Em seguida, os autos foram remetidos à contadoria, com posterior manifestação das partes.
É o relatório.
DECIDO.
Do objeto da impugnação ao cumprimento de sentença
A impugnação ao cumprimento de sentença possui objeto limitado, delineado nos incisos do art. 525 do Código de Processo Civil.
Excesso de execução (inciso V).
Ao suscitar o excesso de execução, a parte impugnante deve detalhar em que esta consiste, apresentando memorial de cálculo do valor devido, sob pena de rejeição de plano da sua tese.
A parte impugnante atentou-se a esse preceito, indicando o valor que entende devido.
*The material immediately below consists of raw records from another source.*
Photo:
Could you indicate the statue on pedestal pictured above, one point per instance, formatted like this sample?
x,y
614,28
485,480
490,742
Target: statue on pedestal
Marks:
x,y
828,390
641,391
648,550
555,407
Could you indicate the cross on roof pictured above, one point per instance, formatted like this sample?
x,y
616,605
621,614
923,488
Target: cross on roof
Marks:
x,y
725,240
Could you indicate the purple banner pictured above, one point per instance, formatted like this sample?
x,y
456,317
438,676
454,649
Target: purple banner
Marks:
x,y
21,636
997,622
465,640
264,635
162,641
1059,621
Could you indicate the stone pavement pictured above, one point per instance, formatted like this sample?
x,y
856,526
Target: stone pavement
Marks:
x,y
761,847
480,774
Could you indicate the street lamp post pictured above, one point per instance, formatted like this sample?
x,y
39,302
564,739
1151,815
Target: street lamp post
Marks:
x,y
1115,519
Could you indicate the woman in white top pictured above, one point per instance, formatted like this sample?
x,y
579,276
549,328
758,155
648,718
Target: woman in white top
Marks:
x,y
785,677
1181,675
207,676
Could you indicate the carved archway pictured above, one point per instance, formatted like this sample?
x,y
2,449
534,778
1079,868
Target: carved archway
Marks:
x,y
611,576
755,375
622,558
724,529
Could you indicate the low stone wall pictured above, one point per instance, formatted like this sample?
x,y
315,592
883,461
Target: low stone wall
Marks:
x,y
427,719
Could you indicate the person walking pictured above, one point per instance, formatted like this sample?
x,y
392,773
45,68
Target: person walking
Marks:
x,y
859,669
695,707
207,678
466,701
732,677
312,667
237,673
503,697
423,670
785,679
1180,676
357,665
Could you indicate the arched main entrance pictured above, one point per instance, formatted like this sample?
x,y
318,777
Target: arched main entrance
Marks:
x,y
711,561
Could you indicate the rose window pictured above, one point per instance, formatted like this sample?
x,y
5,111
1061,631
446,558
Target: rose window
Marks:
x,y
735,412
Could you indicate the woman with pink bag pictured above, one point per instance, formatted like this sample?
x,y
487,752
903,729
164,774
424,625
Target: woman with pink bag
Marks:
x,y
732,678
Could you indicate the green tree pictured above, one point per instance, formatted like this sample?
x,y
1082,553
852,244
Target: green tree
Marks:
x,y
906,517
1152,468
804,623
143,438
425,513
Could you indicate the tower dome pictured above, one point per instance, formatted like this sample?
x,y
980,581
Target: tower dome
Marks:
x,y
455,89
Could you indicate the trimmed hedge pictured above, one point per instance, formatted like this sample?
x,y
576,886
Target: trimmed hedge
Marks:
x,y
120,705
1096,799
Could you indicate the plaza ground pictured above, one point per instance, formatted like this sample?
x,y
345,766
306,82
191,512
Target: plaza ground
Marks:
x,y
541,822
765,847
Resta então aferir se os seus cálculos encontram fundamento no título executivo.
No caso, a contadoria judicial, órgão do juízo, realizou a análise de forma pormenorizada dos cálculos apresentados pelas partes e, ao final, concluiu haver saldo devedor de R$ 4.917,96 (evento 32).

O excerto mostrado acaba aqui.